Il suo disegno è tipicamente spagnolo e segue una linea che va dallo humor nero al surrealismo. Recentemente, usò stili diversi, ma la sua linea crudele rimase sempre inconfondibile.
La maggior parte di questi disegni risale al periodo della vecchia Spagna, ai momenti in cui la tensione per un cambiamento sociale era viva e la contraddizione maggiormente notata dallo sguardo dell'umorista era quella tra i valori affermati ufficialmente e la pratica inconseguente.
Allora, vi si legge un'inquietudine profonda, suggerita dalla nostalgia di libertà, fino quasi all'assurdo.

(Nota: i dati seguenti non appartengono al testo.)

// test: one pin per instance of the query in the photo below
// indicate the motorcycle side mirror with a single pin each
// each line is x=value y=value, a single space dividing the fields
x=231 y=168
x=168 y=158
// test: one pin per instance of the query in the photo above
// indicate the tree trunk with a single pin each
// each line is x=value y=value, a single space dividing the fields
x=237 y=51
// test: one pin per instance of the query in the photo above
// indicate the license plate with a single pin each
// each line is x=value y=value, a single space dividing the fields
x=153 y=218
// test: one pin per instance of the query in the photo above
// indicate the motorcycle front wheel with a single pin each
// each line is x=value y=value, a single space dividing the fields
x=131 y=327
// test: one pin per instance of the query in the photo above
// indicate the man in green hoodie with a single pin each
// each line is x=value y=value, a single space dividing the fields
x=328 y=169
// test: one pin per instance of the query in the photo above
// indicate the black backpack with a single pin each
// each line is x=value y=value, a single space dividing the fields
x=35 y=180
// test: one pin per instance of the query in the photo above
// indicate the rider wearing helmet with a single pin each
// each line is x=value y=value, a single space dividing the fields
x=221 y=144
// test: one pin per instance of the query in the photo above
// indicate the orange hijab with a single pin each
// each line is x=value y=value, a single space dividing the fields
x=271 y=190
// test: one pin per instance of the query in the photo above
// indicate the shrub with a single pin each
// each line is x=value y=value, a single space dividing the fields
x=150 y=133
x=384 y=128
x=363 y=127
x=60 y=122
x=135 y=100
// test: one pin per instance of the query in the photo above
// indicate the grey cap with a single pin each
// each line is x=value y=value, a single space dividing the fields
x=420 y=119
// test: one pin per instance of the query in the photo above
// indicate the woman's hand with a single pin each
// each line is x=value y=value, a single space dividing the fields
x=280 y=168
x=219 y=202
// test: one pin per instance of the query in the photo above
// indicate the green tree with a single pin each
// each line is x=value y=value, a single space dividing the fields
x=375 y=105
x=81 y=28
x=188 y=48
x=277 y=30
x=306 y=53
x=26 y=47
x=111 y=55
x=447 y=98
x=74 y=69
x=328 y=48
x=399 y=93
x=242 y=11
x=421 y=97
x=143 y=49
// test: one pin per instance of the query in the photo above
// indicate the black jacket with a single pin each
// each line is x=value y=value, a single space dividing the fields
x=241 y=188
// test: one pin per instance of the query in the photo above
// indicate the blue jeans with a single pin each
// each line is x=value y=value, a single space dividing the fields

La moglie-oggetto, l'autoritarismo paterno, la violenza di un certo stile di vita evidentemente contraddittorio, la morte come pena di morte fanno parte di quel momento. (...)
Non è cinismo. E' rifiuto di sé.
E, subito, sorge la pietà di sé.
La prima vittima di Chumy Chùmez è infatti José Marìa Gonzàlez Castrillo stesso, con il suo doloroso humor, con la sua paura della morte, con la sua pietà verso gli uomini.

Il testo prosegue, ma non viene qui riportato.